Address
- 43 Hawkside Dr. Markleeville, California, 96120 United States

District information
- Grades: K–12
- Superintendent: Matt Strahl
- Schools: 3
- NCES District ID: 0602070

Students and staff
- Enrollment: 70
- Teachers: 7.50 (on an FTE basis)
- Student–teacher ratio: 10.67

Other information
- Website: alpinecoe.k12.ca.us

= Alpine County Unified School District =

School district in Alpine County, California

Alpine County Unified School district is the public school district serving Alpine County, the least populated county in California, in the Sierra Nevada. It has a total enrollment of under 100 pupils.

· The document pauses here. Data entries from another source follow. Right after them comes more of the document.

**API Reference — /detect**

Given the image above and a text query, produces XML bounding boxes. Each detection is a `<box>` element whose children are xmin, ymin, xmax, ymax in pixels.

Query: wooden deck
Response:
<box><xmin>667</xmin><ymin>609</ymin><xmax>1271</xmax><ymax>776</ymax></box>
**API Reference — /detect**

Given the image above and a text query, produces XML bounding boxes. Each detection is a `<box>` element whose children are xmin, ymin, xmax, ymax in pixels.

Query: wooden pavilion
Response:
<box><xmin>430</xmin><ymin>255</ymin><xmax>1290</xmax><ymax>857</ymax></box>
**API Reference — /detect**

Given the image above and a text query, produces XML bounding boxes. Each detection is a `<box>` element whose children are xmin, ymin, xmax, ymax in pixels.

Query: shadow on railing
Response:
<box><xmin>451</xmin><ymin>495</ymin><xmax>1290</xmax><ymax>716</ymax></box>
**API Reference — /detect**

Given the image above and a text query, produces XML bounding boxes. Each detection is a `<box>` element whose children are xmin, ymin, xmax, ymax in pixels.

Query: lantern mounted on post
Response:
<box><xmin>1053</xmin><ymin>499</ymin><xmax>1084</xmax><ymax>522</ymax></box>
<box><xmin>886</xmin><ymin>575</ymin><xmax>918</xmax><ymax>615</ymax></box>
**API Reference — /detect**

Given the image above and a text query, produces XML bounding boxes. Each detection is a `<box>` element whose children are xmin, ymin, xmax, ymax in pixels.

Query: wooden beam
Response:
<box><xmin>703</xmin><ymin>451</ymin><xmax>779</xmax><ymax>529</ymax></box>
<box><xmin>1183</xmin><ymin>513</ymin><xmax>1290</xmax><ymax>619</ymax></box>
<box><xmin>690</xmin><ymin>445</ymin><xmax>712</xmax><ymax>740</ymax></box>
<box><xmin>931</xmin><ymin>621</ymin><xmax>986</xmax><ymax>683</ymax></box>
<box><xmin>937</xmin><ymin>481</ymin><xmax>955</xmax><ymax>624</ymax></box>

It operates Diamond Valley Elementary in Markleeville, which is the largest school, having 66 students in the 2019–2020 academic year; as well as Bear Valley Elementary in Bear Valley, which had four students in the same year; Alpine County Opportunity School in Woodfords, which had no students traditionally enrolled, but operates an online learning program; and Alpine County Community Day School, also in Woodfords, which serves expelled students, students on probation, and other students with special circumstances. Due to the county's low population density, high school students generally transfer to other districts for grades 9–12, either Douglas County School District in Nevada or Lake Tahoe Unified School District in El Dorado County, California.

The racial breakdown is as follows: 51% Native American, 37% white, 7% Multiracial, and 3% Hispanic or Latino.